New Center for Justice Supports Student Activism

Intondi and Pablo

Professor Vincent Intondi and Patty Pablo ’18 visit the new Center for Justice.

When Patty Pablo ’18 went to bed on August 13—after the nation spent the weekend watching white supremacists trudge through Charlottesville bearing torches and messages of bigotry and hate—only four people had signed up to join the protest event she advertised on Facebook. She assumed only a handful of people would show up the next day. They would make some signs, raise their voices to oppose white supremacy, and go home. Instead, Pablo awoke to more than 2,000 people, many who hailed from far beyond the Montgomery College community, expressing interest in her event. In the end, more than 500 people turned out on August 14 to march in Washington, from the White House to Trump Hotel to Judiciary Square.

“I didn’t expect any of it,” says Pablo, 20, of the crowd joining her at Lafayette Square that Monday afternoon. “We’re not a real organization. We’re just these two kids who wanted to do something.”

Pablo and a friend, Olivia Mouton ’19, got the idea to start the protest from Dr. Vincent Intondi, associate professor of history. Distraught after watching the events in Charlottesville, they reached out to Intondi for guidance. They were waiting for him to tell them how to get involved in something.

“Why are you waiting?” Intondi asked them. “Go out and organize your own event.”

Pablo, a theatre major from the Philippines who attended high school in Montgomery County, had been active on social media, interested in social justice organizing, and plugged in to the larger Takoma Park community.

“I always wanted to do something this big,” she says, “but I didn’t think I would do it this young.”

She will have ample space and support at the College to continue her activist efforts: the nascent Institute for Race, Justice, and Community Engagement on the Takoma Park/Silver Spring Campus.

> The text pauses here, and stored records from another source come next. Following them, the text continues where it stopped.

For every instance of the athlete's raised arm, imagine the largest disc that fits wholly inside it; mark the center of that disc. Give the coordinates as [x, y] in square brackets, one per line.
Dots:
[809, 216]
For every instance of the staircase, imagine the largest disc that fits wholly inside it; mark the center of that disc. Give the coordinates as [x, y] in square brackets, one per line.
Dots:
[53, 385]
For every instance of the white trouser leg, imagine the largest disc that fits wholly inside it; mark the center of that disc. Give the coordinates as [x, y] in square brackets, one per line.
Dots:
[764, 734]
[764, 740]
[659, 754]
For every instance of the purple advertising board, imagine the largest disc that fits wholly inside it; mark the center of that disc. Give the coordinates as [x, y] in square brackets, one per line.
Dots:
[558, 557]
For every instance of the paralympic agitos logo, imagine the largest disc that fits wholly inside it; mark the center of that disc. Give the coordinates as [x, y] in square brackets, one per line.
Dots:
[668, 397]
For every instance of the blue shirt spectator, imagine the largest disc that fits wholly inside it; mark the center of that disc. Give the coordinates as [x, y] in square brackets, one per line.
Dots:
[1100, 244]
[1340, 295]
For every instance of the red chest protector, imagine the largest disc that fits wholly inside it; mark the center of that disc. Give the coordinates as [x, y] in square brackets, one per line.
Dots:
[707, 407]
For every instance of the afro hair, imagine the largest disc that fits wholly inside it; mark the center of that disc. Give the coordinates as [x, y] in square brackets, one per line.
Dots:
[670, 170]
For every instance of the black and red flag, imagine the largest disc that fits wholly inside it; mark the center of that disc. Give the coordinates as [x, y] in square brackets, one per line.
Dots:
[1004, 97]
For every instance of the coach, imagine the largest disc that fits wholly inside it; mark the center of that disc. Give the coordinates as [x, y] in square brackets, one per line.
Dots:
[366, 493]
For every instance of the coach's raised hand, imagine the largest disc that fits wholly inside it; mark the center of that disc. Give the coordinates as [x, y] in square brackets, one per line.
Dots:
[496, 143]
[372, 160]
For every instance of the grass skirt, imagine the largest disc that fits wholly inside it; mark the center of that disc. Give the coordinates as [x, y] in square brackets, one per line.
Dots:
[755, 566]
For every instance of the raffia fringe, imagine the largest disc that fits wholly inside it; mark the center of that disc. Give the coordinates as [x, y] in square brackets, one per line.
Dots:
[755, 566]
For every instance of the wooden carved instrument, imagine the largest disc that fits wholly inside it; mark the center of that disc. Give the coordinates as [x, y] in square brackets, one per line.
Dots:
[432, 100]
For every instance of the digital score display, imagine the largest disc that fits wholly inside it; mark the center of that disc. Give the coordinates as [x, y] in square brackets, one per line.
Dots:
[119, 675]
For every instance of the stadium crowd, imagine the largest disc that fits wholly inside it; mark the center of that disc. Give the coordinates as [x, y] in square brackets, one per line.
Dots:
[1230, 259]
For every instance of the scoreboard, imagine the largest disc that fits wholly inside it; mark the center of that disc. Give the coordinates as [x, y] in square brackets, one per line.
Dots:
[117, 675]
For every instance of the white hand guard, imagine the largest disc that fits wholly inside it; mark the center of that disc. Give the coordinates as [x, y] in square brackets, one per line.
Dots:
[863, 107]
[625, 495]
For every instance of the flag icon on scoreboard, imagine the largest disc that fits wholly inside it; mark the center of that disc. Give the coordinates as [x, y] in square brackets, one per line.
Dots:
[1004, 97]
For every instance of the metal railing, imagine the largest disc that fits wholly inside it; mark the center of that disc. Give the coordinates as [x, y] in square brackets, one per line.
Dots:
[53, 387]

The center opens officially in February, realizing a dream of a dedicated place devoted to social justice issues and support for students from underrepresented and marginalized groups that Intondi has nurtured since he arrived on campus in 2013. “Faculty and administrators had always been supportive of the idea,” he says, “but nobody knew exactly what this was.”

The 2016 election—and the ensuing sharp divide in the country—hardened Intondi’s resolve.

“I had so many students after the election shaking—and in tears. Students who were so scared of what was to come,” says Intondi. “I wanted a space where they could vent it out, talk amongst each other, and we could be together.”

Intondi soon got the green light for the center, consisting of three rooms on campus: one for research, academic advising, and meeting; one for speakers and movies; and one for a food and clothing pantry. Computers arrived in September—and he put his own books on the shelves. A whiteboard listing shows community organizations students can get involved with, news organizations to follow, book readings, protests, and hearings throughout the Washington, DC, area. He has big plans for its future, including partnerships with other universities and local groups, a guest speaker series, and a quote wall in the hallway.

“I’ve been so excited about it,” Pablo says of the center. “I want to do more going forward.”